The sax soloist who comes out of the sarcophagus - it is ‘Blue Lou’ Marini, soon to be a member of the Blues Brothers Band.

Songfacts.com entry

Released as a single, it reached number 17 on the Billboard charts in 1978 proving once again that the seventies were a very silly decade.

Toonces wasn’t a one off either. They even did a Toonces special at one point.

He drives around
All over the town
Toonces, the driving cat!

Yes, that is “Blue Lou.” That episode is considered one of the best SNL’s ever.It also had the Dancing in the Dark sequence with Martin and Gilda Radner, the best SNL sketch with no dialogue.

Steve Martin introduced this clip at SNL’s tribute to Radner after she died. It was one of the few times Martin, the consummate professional, almost lost it.

Great episode. I remember I was in college at the time: http://snltranscripts.jt.org/77/77r.phtml. Dancing in the Dark, The debut of the Blues Brothers and Theodoric of York - Medieval Barber:

Theodoric: Wait a minute. Perhaps she’s right. Perhaps I’ve been wrong to blindly follow the medical traditions and superstitions of past centuries. Maybe we barbers should test these assumptions analytically, through experimentation and a “scientific method”. Maybe this scientific method could be extended to other fields of learning: the natural sciences, art, architecture, navigation. Perhaps I could lead the way to a new age, an age of rebirth, a Renaissance! (thinks for a minute) Naaaaaahhh!

apologizing that I don’t have time to read entire thread, but here are my nominees:
from the “golden days” - Chevy Chase interviewing Richard Pryor for a job. By the time Pryor spits out ‘dead honky’ I am in tears, laughing.
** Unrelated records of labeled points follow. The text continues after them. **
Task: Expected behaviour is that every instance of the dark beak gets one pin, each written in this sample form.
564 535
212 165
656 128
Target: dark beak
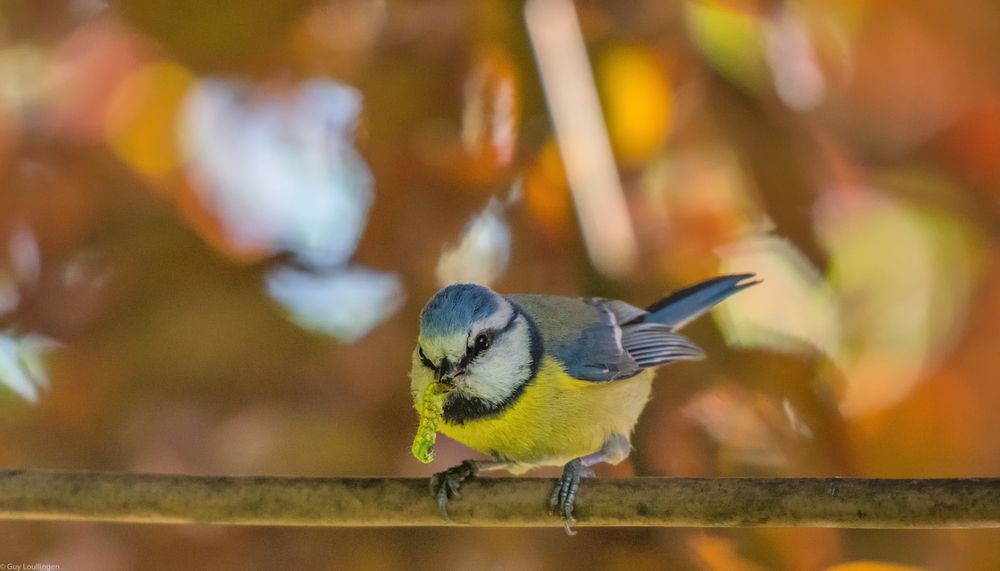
447 373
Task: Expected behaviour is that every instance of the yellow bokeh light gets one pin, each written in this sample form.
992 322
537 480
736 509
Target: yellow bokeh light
637 99
141 122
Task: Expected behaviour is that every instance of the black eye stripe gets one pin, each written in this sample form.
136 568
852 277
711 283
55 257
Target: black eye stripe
492 335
from recent years - The Rock played a Hawaiian waiter, hula-ing & telling tourists the real truth about the islands. hilarious.

My favorite is Eddie Murphy’s tribute to George Washington Carver, while dressed as an African prince, wearing sunglasses, and seated in an armchair. “… George ‘Jif’ Robinson reaped countless millions from Dr. Carver’s invention, while Dr. Carver died penniless and insane, still trying to play a phonograph record with a peanut.”
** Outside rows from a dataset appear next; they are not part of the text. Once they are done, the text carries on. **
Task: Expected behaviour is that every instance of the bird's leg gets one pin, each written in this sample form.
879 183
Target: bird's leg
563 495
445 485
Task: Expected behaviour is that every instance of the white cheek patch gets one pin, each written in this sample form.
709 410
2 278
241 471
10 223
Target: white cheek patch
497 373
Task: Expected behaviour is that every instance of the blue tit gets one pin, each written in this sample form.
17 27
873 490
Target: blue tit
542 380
Another good one is Steve Martin’s, “If I had one wish for this holiday season …” which starts with the children of the world coming together in song, and finally devolves into “revenge against my enemies. They should die like pigs in hell!!!”

I’m also a big fan of Andy Kaufmann’s, “Mighty Mouse” and some of his others. Chris Farley rolling his fat around for Chippendales … not so much.
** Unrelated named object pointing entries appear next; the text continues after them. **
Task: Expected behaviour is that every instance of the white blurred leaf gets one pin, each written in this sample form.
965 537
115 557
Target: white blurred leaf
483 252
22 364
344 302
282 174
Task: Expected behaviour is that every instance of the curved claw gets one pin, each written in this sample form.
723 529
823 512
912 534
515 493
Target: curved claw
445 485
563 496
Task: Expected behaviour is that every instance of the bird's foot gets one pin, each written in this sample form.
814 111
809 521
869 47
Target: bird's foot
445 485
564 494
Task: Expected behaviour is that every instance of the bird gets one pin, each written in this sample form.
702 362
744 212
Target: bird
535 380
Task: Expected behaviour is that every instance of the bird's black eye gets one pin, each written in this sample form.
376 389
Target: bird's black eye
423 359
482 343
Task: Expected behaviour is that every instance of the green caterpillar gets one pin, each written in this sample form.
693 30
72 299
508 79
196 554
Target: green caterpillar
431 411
Colonel Angus is an acquired taste.

(this skit was the first one I thought of, then the Tonto, Frankenstein & Tarzan skits, and finally the “Asswipe Johnson” skit with Nicholas Cage. Not sure why, but that one always made me laugh.)

The premise of the Chippendales skit was actually done many years earlier when Paul Simon played pro basketball player Connie Hawkins 1 on 1.

http://www.youtube.com/watch?v=2mrJFf8lTk0 c.i.l.l my landlord

[quote=“Cubsfan, post:148, topic:502464”]

Chippendales dance off is unbeatable. Was very funny yet Chris Farles was very endearing in it too. QUOTE]

KNEW it would become classic as I was watching it live.